雖然很可能這種初代變異小動物傷人之後,傷者不會馬上變異。不過末世節奏顯然已經提前,她所知道的一切都會提前甚至變得更糟。她不能猶豫,不能心存僥幸。面對這種情況,她唯一能想的就是先一步逃走,盡快回到山溝裏的老宅子去才行。

一邊開車,她用語音撥打了王浩瀚的電話,盡量讓自己的聲音鎮定一些,在電話接通後說道:“浩瀚,我看到被撞飛的小動物又爬起來了,很可能會襲擊傷人。大白還好吧?”

“大白沒事。”王浩瀚是親眼見過變異動物傷人的,不免焦急道,“你路上好走麽,到哪裏了?”

“目前這段路還行,雖然車流多,不過能動。後面發生事故那裏壞了一堆車,短期內我身後車很少。”

正說話間,司凡凡就見前面車速明顯慢了下來,再一看導航提示,往前三公裏出現了一連串追尾事故,應該只剩下一條車道能勉強通過。龜速又蹭了一公裏之後,她前面的車徹底不動了。估計要等清理了路面的事故車,才能逐漸恢複正常的通行。

幹等着也不是個事,司凡凡內心焦灼,翻看手機的消息。只見某媒體上已經有人上傳了剛才加油站那邊的異常情況,多輛警車追着火的車、被撞飛的小動物襲擊人等等短視頻都有。後面還有人發表議論,說親眼所見,不是造假。
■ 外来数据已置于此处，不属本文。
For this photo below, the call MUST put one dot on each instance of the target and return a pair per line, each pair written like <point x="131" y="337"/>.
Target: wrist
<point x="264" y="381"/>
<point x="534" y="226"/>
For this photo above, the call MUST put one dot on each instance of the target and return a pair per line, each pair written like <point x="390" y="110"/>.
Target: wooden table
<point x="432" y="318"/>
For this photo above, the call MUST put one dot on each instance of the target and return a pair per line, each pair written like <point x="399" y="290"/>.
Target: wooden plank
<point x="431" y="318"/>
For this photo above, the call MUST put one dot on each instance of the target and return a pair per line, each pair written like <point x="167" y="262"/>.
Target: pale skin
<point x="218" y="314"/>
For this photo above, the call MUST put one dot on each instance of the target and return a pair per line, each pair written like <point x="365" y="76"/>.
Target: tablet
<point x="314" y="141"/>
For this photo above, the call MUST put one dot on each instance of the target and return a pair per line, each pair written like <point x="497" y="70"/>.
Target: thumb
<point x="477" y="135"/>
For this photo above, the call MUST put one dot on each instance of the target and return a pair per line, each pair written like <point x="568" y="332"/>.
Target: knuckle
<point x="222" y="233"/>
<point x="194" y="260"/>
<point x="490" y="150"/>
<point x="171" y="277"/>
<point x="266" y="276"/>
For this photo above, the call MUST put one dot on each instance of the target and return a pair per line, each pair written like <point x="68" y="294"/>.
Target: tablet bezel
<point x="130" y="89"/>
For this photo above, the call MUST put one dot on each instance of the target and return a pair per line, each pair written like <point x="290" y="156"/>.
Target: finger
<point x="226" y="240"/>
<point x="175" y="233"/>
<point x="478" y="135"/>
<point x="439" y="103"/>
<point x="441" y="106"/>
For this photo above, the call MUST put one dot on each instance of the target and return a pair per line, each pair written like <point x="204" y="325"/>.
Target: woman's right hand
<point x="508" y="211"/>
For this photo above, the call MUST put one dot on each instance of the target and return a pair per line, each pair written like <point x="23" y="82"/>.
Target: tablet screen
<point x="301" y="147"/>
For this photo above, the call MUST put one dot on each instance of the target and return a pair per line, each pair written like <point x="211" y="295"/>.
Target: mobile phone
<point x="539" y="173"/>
忽然她看到聶玉雙發了個照片過來,下面是幾句話:照片是我老公,雲來。他說今天出完任務就能歇兩天,他們那個任務剛好在你家附近那邊的基地,他說完事就去接雲朵。我将你的電話告訴他可以麽?

司凡凡說:好。

然後凝神仔細看照片上的人,這不就是剛才征用了她車子的那位車技如神的特警大哥麽?原來他就是雲朵的爸爸,雲來?這也太巧了!